Of course having a good relationship with your father would be a nice thing I think ( though wouldn't know.. ) but if what you say is true then your dad isn't much of a father

lxl
June 29th, 2008, 02:46 PM
i have to agree with you... he is driven by his anger and impulse all the time
when he's angry, he takes everything away from me and cusses and stuff
and he's such a phony... he does good things and helps out at church and be nice to everyone, but when he gets home, he cusses his mouth off, blame all the problems in the world to someone in the family, and that's just wrong i believe
i love my mom, but unfortunately my mom probably would choose dad over me if it comes down to that...
this really sucks and i have to just wait 2 more years until i get out of school and leave this family

byee
June 29th, 2008, 10:00 PM
I'm really sorry for you, not only for this particular incident, but for the ongoing insults you have to endure, and all those hidden bad feelings. Yuck. I doubt he realizes what he's missing, which is really too bad, for both of you.

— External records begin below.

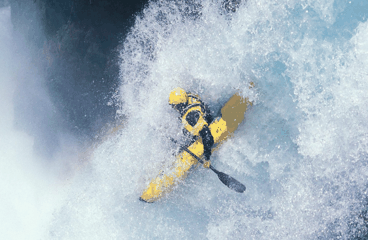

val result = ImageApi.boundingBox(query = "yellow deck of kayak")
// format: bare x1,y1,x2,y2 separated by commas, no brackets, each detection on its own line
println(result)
140,94,251,202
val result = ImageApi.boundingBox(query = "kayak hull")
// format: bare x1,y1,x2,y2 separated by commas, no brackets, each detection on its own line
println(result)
139,94,251,203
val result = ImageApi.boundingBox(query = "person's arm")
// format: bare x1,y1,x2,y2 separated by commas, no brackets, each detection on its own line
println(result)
199,126,215,161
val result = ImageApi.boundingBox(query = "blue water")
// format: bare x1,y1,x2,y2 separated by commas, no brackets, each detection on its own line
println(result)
2,0,368,239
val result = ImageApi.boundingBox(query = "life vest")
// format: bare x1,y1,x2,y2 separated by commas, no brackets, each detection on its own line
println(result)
181,93,208,136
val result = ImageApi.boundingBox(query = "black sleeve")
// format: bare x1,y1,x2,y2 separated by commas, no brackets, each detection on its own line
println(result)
185,111,201,127
199,126,215,161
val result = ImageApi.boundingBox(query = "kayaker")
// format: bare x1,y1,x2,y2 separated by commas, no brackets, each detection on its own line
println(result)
169,87,214,161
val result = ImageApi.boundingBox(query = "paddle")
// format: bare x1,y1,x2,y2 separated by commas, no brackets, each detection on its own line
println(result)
174,140,246,193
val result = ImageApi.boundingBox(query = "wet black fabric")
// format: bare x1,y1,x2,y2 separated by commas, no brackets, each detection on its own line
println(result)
199,126,215,161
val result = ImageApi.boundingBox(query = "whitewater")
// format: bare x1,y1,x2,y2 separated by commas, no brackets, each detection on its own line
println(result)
0,0,368,239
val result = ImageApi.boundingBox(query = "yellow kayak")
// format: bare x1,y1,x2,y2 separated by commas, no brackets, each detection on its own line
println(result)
139,94,252,203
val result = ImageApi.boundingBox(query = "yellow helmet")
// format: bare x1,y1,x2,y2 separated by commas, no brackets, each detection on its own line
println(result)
169,87,188,105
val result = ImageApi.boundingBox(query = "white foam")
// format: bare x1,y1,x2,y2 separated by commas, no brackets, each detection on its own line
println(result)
52,0,368,239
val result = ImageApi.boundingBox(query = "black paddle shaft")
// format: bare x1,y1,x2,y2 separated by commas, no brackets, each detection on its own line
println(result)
181,146,246,193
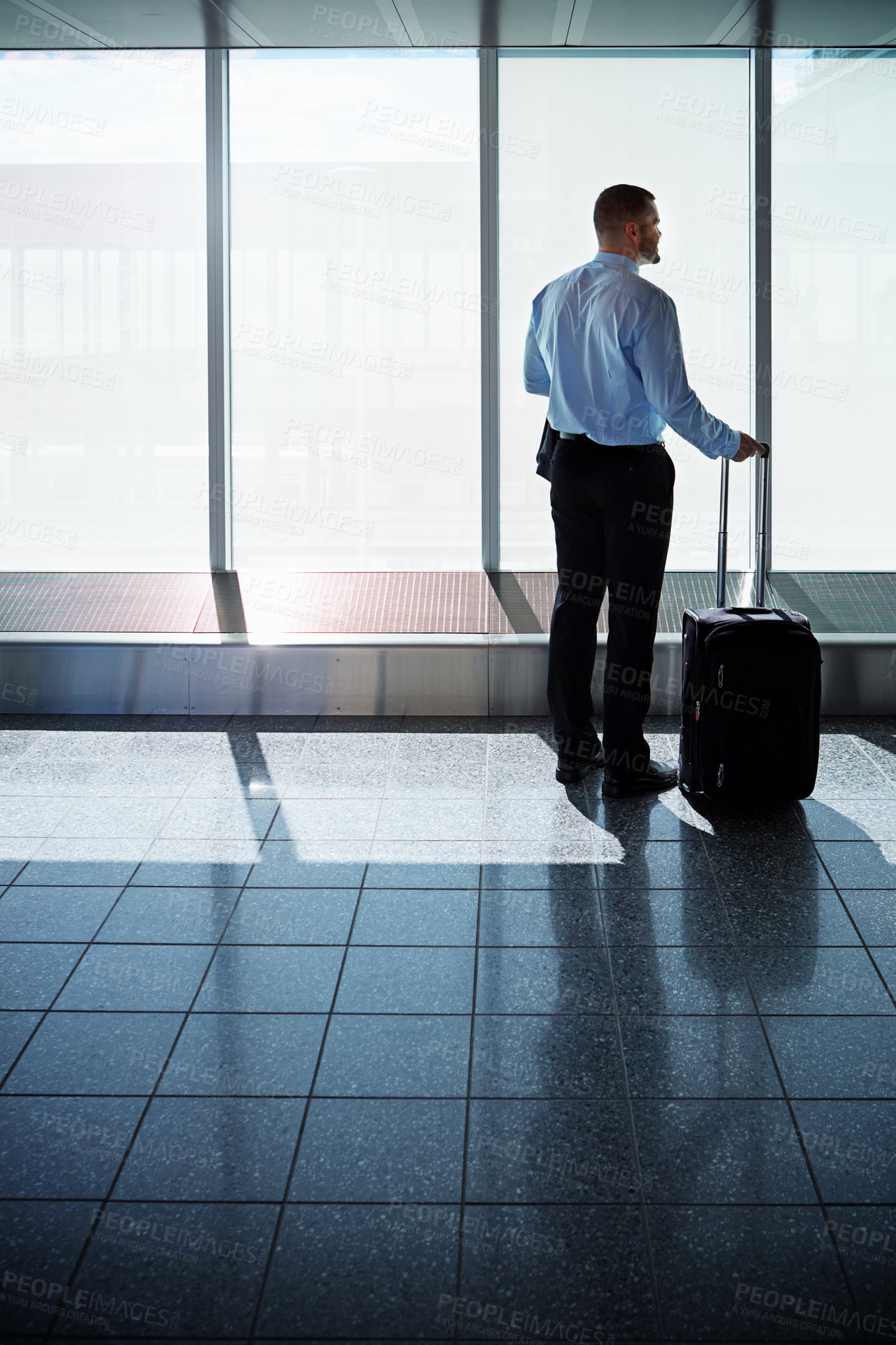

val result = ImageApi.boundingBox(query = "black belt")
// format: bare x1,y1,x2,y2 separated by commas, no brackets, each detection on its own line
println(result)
558,429,666,448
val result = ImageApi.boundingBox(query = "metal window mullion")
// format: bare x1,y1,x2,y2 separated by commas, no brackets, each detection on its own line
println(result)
206,50,233,570
479,47,501,570
751,47,775,581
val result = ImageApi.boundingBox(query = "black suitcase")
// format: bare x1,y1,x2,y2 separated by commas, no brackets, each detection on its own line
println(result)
678,444,821,805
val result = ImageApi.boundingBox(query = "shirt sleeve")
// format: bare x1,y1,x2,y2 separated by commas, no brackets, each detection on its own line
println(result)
523,304,550,397
623,292,740,457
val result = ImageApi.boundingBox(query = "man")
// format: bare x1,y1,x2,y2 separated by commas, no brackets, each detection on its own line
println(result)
523,183,762,798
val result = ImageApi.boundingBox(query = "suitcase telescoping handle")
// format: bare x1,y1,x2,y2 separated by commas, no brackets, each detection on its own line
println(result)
716,443,771,606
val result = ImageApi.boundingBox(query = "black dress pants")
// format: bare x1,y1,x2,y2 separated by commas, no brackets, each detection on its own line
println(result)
547,439,675,780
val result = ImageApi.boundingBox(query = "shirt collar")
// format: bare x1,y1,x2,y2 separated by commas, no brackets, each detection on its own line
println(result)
595,248,637,274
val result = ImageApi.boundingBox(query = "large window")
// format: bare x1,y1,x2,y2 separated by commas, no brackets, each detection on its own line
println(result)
498,51,752,570
0,51,209,570
773,51,896,570
230,51,481,569
0,48,896,572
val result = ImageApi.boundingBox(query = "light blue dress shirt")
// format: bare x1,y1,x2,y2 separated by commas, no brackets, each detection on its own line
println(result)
523,252,740,457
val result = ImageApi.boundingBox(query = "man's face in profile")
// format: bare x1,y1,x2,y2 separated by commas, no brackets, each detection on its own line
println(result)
637,206,662,266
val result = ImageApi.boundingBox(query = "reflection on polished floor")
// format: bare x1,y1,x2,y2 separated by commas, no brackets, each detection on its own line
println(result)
0,715,896,1343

I think you have 2 choices here, if I can offer some advice beyond just being supportive. The first is to come up with a way to talk with him calmly about his behavior, if not in the moment when he's humiliating you, maybe later. Sometimes people say the most outrageous things without really recognizing them as such. Maybe if you could calmly bring to his attention how 'unhelpful' his remarks are he might be better able to control himself? Maybe your mom could help, maybe you could tell her, too?

The other choicm is to come up with a way to just cope with his and his inappropriateness. It's just 2 years, you'll be done with him soon enough, and sometimes just keeping your eye on that ball makes it easier to tolerate the day to day misery.